CNN, meanwhile, called it an “inappropriate” and “anti-Asian” joke. The president and executive director of Asian Americans Advancing Justice- AAJC told CNN the joke “harms our community and puts us in the crosshairs of micro aggressions as well as actual physical violence.”

All of this over a supply-chain joke?

Headline Fail of the Week

The New York Times reports: “Republicans Gain Heavy House Edge in 2022 as Gerrymandered Maps Emerge.” If you stopped there, you might be under the misimpression that the Times is simply unaware of Democrats’ prodigious efforts to redraw congressional maps to their advantage where they can.
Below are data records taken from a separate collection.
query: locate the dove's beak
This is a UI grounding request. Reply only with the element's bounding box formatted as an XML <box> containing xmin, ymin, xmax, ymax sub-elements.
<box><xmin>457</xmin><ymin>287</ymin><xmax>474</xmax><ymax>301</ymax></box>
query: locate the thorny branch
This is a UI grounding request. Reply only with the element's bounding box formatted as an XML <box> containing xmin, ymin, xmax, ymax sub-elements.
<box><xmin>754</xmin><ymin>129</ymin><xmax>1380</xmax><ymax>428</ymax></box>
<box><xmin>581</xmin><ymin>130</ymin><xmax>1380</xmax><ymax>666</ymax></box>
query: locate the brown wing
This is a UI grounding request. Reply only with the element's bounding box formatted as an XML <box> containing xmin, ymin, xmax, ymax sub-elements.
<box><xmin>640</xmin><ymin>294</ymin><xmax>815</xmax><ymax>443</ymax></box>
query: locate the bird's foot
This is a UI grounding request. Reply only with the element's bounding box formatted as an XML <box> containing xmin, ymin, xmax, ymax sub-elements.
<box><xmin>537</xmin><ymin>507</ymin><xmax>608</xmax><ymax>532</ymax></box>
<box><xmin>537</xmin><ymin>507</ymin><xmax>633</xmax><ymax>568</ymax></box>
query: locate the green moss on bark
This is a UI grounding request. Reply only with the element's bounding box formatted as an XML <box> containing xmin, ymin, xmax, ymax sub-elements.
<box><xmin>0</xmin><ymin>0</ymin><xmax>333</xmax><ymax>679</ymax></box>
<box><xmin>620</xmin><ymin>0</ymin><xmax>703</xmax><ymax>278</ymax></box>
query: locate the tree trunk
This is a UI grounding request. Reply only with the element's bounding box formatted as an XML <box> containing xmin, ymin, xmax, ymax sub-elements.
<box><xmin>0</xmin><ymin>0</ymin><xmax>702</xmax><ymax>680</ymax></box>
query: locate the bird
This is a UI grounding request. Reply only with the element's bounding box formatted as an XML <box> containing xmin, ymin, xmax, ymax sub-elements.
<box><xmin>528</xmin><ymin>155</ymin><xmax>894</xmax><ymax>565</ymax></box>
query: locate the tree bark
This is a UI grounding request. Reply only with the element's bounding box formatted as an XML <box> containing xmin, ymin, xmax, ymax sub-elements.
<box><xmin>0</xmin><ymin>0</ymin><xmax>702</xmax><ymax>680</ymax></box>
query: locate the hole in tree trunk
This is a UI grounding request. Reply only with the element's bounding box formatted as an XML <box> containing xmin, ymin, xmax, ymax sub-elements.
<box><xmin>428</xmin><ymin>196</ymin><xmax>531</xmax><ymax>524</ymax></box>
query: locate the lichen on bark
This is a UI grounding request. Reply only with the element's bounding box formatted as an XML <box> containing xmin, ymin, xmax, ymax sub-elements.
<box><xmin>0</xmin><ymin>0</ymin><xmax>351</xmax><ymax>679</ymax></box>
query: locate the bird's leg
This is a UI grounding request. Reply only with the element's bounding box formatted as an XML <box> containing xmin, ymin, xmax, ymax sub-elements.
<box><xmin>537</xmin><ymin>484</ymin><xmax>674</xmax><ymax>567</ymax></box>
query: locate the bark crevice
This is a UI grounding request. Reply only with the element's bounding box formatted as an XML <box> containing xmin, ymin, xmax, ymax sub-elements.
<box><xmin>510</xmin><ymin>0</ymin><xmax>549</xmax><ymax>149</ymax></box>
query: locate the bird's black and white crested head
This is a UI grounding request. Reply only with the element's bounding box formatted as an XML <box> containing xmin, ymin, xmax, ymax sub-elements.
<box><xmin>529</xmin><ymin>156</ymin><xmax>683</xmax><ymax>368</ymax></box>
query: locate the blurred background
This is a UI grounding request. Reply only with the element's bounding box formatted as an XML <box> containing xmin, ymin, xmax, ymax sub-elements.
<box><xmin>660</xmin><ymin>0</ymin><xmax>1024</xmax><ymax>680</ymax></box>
In fact, even if you read through only paragraph 21, assertions like “gerrymandering, carried out by both parties but predominantly by Republicans,” and quotes such as “‘They’re [Republicans] really taking a whack at competition,’” you could be forgiven for believing Republicans are especially culpable for drawing distorted districts.

It’s only the especially interested reader who eventually learns — in paragraph 22 — that “Illinois will eliminate two Republican seats from its delegation and add one Democratic one when Gov. J.B. Pritzker signs the map that the state’s Democratic-controlled Legislature approved last month. New York is likely to add seats to the Democratic column once the party’s lawmakers complete maps next year, and Maryland Democrats may draw their state’s lone Republican congressman out of a district.”

Compare that late mention to Texas, where, according to the Times, “the trend is starkest” because Republicans plan on drawing a map that will add two seats to the GOP’s column.

As it turns out, the Times is conscious of Democrats’ fondness for gerrymandering, they just don’t want you to be.

Media Misses:

-Brian Stelter proved in a tweet last week that the plural of “anecdote” is not “data” when he shared a photo of a fully-stocked supermarket and pretended that meant the supply chain issues plaguing America must be the stuff of myths:

-MSNBC’s Chris Hayes sought to draw a confusing comparison between the Columbine High School massacre, in which two students murdered 15 people in a premeditated act of nihilism, and Kyle Rittenhouse, who shot three people, killing two, while he was lying prone in the street being beaten by several attackers in the middle of a riot. Rittenhouse and his attorneys have claimed he was acting in self-defense.